9.6 Data frames

A data frame is a 2-dimensional structure.
It is more general than a matrix.

All columns in a data frame:

  • can be of different types (numeric, character or logical)
  • must have the same length

A data frame is organized by column: columns are variables and rows are observations of each variable.

9.6.1 Create a data frame

  • With the data.frame function:
d <- data.frame(c("Maria", "Juan", "Alba"), 
    c(23, 25, 31),
    c(TRUE, TRUE, FALSE))

NOTE: if you are working with a version of R < 4.0, you need to set the “stringsAsFactors” argument to FALSE ! Here is why:

# stringsAsFactors: ensures that characters are treated as characters and not as factors
d <- data.frame(c("Maria", "Juan", "Alba"), 
    c(23, 25, 31),
    c(TRUE, TRUE, FALSE),
    stringsAsFactors = FALSE)
  • Example why “stringsAsFactors = FALSE” is useful
# Create a data frame with default parameters
df <- data.frame(label=rep("test",5), column2=1:5)
# Replace one value
df[2,1] <- "yes"
# Throws an error and doesn't replace the value !
# Create a data frame with:
df2 <- data.frame(label=rep("test",5), column2=1:5, stringsAsFactors = FALSE)
# Replace one value
df2[2,1] <- "yes"
# Works!

The change in the default value is explained in this post.

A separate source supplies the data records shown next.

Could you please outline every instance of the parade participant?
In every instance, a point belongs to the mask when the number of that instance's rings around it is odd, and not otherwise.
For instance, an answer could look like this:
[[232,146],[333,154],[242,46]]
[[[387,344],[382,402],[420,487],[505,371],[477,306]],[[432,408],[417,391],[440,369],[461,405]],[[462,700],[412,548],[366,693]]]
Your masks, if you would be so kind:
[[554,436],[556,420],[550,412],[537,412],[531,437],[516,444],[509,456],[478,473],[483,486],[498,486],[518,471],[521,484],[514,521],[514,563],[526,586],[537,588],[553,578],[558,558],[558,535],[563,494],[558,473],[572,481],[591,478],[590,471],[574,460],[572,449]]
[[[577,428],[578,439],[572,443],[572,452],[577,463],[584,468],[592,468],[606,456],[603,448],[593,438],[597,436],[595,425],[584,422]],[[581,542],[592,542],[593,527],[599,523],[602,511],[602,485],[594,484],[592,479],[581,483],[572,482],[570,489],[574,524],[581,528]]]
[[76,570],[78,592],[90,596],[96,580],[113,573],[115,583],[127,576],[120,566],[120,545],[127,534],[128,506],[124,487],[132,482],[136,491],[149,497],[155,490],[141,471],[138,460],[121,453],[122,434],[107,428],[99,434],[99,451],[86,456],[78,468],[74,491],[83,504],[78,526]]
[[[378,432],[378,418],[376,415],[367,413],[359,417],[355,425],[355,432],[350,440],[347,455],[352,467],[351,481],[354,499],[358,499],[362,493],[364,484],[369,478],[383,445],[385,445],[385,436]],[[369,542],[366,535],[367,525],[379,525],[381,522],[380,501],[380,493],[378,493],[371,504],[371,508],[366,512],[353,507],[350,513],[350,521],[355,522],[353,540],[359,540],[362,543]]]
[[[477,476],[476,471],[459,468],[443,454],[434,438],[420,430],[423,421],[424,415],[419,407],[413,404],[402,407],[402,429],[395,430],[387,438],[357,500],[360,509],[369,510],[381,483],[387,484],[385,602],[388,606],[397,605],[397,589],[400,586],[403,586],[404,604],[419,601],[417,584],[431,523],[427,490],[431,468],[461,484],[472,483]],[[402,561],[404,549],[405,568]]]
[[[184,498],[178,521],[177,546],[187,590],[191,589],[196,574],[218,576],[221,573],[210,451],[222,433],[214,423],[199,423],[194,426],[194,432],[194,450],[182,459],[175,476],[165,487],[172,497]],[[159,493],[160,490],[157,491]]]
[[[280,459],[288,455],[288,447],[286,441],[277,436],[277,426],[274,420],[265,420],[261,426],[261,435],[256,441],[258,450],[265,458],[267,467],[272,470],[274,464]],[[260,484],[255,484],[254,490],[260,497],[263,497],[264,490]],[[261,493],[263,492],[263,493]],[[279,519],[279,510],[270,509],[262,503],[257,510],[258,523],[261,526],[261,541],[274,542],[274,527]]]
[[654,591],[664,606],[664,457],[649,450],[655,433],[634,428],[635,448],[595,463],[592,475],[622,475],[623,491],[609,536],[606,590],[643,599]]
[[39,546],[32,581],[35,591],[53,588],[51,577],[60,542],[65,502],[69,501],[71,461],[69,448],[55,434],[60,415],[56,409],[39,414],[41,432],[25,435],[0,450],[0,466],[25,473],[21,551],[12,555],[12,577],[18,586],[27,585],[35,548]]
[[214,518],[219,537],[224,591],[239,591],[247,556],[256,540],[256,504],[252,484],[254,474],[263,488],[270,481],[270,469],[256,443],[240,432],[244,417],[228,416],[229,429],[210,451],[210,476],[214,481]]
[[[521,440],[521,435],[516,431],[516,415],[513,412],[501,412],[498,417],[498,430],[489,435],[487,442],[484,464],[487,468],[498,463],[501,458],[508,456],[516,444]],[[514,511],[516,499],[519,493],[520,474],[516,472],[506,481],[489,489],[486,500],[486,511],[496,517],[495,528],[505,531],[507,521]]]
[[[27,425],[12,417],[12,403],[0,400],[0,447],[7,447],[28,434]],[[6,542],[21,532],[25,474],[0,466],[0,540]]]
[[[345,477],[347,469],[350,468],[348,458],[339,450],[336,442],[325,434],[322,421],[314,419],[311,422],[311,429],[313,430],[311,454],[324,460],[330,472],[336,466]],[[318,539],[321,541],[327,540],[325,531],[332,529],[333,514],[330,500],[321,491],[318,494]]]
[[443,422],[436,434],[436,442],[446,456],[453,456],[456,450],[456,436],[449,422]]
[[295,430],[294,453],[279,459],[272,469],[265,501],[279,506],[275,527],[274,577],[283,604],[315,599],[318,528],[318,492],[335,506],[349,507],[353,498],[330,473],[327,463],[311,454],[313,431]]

END OF NOTE about stringsAsFactors

  • Converting a matrix into a data frame:
# create a matrix
b <- matrix(c(1, 0, 34, 44, 12, 4), 
        nrow=3,
        ncol=2)
# convert as data frame
b_df <- as.data.frame(b)

9.6.2 Data frame manipulation:


Very similar to matrix manipulation: each element is found by its row and column index.

HANDS-ON

  1. Given data frame d previously created, extract all elements of the second row of d.
  2. Extract all elements of the first column of d.
  3. Extract the element that is located on the third row and second column of d.